(tribute by Kees van Dijkhuizen jr.)
Dall’Italia e per di più dall’estrema provincia, come Catanzaro, è possibile partire per Hollywood e lavorare con i grandi del cinema, senza agganci ma solo con il talento? “E’ molto difficile ma se al merito è unita l’intelligenza di specializzarsi al top in un settore specifico, imparare l’inglese e saper usare la tecnologia, allora c’è una possibilità”. Così risponde all’Esuberante.it Marco Trentini, art director, production designer di numerosi film di successo di Ridley Scott e non solo, da Black Hawk Down a Le crociate – Kingdom of Heaven, da serie cult come Ben Hur (2010) e Homeland a successi come Prequel to the Exorcist, Nessuna verità -“Body of Lies” per la regia sempre Scott, l’indimenticabile U-571 diretto da Jonathan Mostow, 13 Hours: The Secret Soldiers of Benghazi di Michael Bay. Oggi e domani Trentini sarà all’Accademia delle Belle Arti di Catanzaro, in esclusiva nazionale, a tenere un seminario di due giorni per gli studenti, presentato dallo scenografo e docente dell’Accademia Claudio Cosentino – con il quale condivide un lungo sodalizio di stima e impegno comune per la categoria – e alla presenza della direttrice Anna Russo.
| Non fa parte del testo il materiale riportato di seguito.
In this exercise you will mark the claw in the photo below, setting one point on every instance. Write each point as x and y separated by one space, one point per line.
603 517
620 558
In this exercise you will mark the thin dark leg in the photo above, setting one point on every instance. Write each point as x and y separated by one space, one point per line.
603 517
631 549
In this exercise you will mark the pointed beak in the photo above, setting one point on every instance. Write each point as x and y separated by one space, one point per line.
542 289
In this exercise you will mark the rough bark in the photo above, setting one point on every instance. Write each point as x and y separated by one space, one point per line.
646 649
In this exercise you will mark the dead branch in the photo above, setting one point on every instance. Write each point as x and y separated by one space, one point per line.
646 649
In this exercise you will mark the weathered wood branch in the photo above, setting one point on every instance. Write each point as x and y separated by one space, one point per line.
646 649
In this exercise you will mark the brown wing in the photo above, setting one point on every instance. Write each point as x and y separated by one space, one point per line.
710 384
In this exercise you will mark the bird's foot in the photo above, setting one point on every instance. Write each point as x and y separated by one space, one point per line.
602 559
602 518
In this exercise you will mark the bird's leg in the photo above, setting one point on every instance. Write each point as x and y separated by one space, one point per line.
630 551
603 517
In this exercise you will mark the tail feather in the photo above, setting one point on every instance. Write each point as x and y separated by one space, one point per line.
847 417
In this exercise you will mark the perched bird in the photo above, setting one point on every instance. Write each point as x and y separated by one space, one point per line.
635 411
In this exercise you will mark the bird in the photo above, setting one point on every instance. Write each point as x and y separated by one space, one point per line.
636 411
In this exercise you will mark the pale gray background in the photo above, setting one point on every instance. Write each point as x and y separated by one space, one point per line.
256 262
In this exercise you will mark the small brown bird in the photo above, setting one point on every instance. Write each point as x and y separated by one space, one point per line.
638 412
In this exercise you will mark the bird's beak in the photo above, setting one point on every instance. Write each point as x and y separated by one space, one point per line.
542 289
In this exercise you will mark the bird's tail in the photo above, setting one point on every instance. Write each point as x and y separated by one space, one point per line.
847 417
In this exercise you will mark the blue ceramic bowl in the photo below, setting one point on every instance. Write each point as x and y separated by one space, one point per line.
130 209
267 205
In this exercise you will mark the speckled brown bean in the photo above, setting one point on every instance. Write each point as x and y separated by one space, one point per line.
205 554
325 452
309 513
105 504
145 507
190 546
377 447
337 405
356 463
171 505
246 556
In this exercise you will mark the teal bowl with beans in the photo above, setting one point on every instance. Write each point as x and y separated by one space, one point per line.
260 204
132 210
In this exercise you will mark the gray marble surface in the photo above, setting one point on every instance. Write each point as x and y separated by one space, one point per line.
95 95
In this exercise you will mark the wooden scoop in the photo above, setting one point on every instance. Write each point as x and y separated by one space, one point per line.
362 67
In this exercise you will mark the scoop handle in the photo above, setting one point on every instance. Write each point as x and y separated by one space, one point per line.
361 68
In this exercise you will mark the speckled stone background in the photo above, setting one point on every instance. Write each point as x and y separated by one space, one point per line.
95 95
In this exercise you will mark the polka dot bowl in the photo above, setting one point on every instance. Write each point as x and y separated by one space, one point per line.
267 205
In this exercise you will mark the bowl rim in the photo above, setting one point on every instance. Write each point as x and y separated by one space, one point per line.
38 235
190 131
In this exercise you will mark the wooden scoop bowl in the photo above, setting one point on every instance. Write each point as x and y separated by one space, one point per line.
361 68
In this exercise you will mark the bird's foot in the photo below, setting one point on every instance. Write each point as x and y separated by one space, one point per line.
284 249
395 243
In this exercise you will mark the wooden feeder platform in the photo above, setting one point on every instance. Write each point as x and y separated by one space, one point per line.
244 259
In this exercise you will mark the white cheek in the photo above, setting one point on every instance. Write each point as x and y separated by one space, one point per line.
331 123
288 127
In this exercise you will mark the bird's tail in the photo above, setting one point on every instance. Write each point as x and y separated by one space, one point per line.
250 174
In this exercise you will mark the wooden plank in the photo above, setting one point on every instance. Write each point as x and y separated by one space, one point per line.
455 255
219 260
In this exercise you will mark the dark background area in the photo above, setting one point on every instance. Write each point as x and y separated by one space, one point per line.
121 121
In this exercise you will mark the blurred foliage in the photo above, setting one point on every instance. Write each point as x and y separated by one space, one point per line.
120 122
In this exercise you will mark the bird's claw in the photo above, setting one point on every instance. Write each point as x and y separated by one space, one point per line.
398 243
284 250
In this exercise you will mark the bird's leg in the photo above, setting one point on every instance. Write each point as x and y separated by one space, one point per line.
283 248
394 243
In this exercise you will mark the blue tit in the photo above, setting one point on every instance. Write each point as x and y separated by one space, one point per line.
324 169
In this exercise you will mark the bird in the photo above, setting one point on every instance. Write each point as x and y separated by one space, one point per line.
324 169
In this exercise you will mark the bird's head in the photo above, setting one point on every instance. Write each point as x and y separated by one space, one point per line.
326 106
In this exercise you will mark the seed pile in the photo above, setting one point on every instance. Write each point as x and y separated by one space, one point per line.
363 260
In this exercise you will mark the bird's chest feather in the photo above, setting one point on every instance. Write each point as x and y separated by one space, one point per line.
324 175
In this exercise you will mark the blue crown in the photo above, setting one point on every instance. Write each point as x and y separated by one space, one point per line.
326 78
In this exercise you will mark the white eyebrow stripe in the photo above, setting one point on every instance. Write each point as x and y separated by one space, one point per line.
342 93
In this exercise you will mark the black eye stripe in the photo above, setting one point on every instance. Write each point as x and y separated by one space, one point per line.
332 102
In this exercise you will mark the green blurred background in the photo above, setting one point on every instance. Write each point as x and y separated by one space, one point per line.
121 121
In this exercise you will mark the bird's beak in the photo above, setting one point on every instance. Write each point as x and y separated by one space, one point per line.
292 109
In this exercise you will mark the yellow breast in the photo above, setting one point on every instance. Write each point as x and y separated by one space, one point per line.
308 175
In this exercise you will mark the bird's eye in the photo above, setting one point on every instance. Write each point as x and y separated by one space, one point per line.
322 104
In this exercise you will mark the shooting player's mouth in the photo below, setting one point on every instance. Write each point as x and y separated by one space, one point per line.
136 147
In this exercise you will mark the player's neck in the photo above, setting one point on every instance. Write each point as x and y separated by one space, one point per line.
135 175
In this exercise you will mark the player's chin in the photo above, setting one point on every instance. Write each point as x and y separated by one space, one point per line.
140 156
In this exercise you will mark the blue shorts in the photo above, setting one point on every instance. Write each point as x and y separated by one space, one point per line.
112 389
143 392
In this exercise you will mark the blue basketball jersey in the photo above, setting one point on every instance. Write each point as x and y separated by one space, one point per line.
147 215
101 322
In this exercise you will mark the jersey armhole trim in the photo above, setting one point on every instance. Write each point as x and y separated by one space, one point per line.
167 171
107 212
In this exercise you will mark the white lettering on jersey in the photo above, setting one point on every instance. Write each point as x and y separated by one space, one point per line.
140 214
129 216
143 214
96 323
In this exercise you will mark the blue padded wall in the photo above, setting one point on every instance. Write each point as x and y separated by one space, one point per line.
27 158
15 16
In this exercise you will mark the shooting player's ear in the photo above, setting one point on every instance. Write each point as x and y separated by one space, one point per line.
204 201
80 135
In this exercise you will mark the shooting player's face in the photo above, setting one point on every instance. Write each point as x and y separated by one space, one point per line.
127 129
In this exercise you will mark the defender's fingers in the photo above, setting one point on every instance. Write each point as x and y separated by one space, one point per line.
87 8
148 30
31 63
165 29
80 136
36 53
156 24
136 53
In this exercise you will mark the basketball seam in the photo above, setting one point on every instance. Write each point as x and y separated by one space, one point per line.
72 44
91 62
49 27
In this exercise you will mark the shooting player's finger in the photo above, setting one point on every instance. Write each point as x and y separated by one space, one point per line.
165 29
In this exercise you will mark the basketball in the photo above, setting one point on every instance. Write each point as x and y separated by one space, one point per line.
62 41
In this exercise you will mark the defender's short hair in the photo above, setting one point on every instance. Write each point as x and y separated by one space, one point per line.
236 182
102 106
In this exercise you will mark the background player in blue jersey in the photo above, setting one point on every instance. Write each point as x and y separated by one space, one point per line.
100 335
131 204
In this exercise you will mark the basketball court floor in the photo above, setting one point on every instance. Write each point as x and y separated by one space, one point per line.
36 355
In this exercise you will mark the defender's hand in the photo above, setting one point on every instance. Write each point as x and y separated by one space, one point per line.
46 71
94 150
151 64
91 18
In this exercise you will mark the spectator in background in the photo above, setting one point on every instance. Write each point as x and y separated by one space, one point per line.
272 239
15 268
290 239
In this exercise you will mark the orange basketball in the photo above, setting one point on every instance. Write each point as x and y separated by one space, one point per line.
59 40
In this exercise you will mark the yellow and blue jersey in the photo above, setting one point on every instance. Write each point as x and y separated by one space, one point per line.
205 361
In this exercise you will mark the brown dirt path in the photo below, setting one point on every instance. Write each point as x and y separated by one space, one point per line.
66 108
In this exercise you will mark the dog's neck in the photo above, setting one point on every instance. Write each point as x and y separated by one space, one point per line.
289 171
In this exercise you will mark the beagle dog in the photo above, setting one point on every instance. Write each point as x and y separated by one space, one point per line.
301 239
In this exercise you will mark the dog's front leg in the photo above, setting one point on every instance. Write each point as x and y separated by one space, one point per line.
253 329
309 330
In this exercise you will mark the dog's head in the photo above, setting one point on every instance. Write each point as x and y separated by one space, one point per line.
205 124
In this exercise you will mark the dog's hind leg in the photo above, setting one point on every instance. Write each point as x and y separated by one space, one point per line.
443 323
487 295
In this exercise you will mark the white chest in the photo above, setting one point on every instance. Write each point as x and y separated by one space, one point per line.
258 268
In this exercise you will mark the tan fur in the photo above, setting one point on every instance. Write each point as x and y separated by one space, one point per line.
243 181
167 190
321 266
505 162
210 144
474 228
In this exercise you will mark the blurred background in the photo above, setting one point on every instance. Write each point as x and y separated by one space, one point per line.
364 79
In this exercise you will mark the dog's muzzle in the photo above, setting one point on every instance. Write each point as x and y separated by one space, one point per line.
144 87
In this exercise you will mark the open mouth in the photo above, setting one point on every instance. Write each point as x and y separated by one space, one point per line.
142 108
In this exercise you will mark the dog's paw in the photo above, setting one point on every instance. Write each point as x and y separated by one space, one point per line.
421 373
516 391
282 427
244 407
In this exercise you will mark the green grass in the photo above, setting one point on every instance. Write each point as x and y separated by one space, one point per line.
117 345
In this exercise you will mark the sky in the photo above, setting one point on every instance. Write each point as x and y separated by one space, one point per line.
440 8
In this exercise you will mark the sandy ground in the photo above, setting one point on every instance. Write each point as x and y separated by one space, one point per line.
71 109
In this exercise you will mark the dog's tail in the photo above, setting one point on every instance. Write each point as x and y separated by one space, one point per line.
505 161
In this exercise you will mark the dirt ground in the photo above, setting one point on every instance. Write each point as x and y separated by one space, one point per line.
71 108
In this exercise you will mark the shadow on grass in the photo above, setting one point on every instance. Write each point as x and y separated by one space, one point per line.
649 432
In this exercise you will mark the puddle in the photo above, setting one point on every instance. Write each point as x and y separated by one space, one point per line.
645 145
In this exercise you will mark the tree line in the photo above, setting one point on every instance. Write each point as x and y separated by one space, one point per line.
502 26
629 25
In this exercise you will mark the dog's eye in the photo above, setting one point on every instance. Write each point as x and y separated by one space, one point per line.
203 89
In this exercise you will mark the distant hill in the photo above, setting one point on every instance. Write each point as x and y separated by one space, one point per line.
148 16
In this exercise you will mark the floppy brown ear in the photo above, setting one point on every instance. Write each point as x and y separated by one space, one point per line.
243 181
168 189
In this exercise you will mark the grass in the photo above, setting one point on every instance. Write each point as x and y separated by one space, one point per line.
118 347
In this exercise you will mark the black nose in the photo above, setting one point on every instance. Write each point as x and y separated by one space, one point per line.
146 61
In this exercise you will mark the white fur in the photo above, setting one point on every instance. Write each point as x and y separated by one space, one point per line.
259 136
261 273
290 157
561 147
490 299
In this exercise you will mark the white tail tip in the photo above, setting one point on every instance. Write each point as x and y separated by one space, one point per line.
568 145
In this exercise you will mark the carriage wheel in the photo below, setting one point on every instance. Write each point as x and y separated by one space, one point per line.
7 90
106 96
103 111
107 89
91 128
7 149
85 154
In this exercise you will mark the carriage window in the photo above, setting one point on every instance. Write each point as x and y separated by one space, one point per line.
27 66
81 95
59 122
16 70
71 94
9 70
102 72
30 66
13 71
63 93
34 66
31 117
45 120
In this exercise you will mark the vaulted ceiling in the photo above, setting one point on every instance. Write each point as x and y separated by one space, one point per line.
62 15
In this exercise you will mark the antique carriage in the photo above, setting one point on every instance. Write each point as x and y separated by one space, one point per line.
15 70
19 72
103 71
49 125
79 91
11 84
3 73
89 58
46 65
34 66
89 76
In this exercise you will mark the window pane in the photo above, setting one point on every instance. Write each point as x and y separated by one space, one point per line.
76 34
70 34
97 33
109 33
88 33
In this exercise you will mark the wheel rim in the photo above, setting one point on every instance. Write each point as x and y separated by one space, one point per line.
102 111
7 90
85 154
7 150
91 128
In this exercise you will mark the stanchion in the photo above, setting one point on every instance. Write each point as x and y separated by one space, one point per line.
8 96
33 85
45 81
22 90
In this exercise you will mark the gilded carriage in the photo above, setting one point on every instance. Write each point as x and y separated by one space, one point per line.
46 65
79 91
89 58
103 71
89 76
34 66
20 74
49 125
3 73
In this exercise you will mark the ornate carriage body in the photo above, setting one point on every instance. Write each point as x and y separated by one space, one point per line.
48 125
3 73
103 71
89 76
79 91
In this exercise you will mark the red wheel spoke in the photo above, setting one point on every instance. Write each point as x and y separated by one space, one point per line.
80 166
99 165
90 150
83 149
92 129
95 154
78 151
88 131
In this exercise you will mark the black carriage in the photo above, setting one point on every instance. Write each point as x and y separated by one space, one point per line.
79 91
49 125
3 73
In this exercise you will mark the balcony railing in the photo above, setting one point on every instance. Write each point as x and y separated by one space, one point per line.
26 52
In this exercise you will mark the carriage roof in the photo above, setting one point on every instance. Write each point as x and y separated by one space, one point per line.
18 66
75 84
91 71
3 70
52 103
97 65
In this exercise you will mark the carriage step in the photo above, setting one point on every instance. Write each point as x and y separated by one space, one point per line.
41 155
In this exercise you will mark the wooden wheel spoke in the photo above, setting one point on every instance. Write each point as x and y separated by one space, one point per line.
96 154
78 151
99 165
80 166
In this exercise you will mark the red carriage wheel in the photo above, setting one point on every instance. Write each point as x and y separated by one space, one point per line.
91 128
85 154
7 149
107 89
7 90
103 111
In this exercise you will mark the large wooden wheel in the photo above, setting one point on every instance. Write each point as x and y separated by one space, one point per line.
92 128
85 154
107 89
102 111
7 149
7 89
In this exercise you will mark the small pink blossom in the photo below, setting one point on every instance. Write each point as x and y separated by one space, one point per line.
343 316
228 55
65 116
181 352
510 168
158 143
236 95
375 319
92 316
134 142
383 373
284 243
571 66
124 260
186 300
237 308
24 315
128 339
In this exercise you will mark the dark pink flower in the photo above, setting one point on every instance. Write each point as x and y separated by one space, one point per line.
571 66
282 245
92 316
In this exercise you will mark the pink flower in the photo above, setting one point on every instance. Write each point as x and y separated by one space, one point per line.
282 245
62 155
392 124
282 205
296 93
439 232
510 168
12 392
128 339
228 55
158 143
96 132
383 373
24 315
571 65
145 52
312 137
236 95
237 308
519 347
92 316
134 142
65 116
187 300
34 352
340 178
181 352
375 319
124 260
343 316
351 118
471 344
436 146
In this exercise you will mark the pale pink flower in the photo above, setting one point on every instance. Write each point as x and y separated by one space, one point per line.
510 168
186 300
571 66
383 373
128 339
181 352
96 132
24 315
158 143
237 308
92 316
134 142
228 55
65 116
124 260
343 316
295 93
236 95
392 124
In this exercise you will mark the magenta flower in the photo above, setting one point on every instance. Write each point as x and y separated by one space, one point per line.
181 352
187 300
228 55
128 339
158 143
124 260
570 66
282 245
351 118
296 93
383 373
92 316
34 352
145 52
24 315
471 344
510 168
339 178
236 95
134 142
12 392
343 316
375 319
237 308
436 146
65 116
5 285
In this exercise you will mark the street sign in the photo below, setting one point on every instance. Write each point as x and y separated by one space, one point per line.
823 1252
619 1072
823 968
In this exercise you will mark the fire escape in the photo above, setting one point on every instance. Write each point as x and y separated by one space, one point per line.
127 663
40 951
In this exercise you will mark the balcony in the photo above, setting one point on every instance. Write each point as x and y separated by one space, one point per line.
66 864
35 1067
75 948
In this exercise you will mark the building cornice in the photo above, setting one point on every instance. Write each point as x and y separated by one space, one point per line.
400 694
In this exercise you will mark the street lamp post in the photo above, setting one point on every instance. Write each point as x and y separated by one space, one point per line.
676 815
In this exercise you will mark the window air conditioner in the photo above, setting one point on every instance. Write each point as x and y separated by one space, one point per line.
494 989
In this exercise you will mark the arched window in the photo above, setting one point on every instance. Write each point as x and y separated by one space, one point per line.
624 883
Marco Trentini: cosa fa un art director? E come si arriva a lavorare con i grandi del cinema americano?
Noi siamo una categoria strana, a metà tra artisti e tecnici. Ho iniziato in produzione da figlio d’arte. Mio padre Lucio era il produttore esecutivo di Dino De Laurentis, lavorava con Visconti e con tutti i grandi del cinema di allora, e ho respirato i set fin da ragazzino. Ma la produzione non era il mio mestiere. A me piaceva disegnare: mi sono iscritto in architettura, ho dato una decina di esami. Anche lì soffrivo dell’ambiente a volte claustrofobico, dogmatico. La svolta è arrivata quando sono andato in America, dove ho avuto la fortuna di conoscere il mitico Dean Tavoularis che è stato un maestro, così come Fernando Valento detto “lo sceriffo” che mi ha insegnato il mestiere. Sono stato tra i disegnatori del Padrino parte III di Coppola, del Il the nel deserto di Bertolucci e di U-571 e finalmente ho capito qual era la mia vocazione.
E chi non è figlio di nessuno come fa?
Non è un mondo semplice, le amicizie e le lobbies contano tanto purtroppo. Ma il mio consiglio ai giovani è innanzitutto di specializzarsi, perché ho avuto tra i miei giovani assistenti ragazze e ragazzi indecisi tra pittura, scultura, arredamento o disegno. In secondo luogo: imparare l’inglese, necessario per lavorare all’estero e farsi le ossa in quello che per me è attualmente il vero cinema, quello americano. Terza cosa essenziale: dominare la tecnologia. Programmi come sketchup e autocad per l’animazione in 3D sono ormai fondamentali. Si disegna sempre meno al tavolo e sempre più in digitale. Chi sa farlo ha già una marcia in più, attualmente molto richiesta. E qui a Catanzaro i ragazzi hanno la fortuna di avere uno specialista di sketchup e di altre tecniche digitali come il professor Cosentino.
Quale ricordo conserva tra i più belli di una vita passata a disegnare e costruire grandi set?
I ricordi sono tantissimi. Tra questi senz’altro sono felice del rapporto di stima, quasi fraterno, con le maestranze. E non solo quelle italiane che sono ancora tra le migliori al mondo, ma anche quelle incontrate in ambientazioni in cui ho lavorato tantissimo come Ouarzazate in Marocco. Certo indimenticabili sono alcuni episodi con il grande Ridley Scott e il suo scenografo capo, Arthur Max. Come quando il primo giorno di riprese di Le Crociate c’era un problema che ho segnalato a Ridley, perché temevo che gli spettatori se ne sarebbero accorti, e lui ha seguito il mio consiglio di “occultamento” della svista ma poi mi ha detto: “Guarda che non c’è problema: io giro film, creo mondi, non faccio documentari”. E’ una grande verità.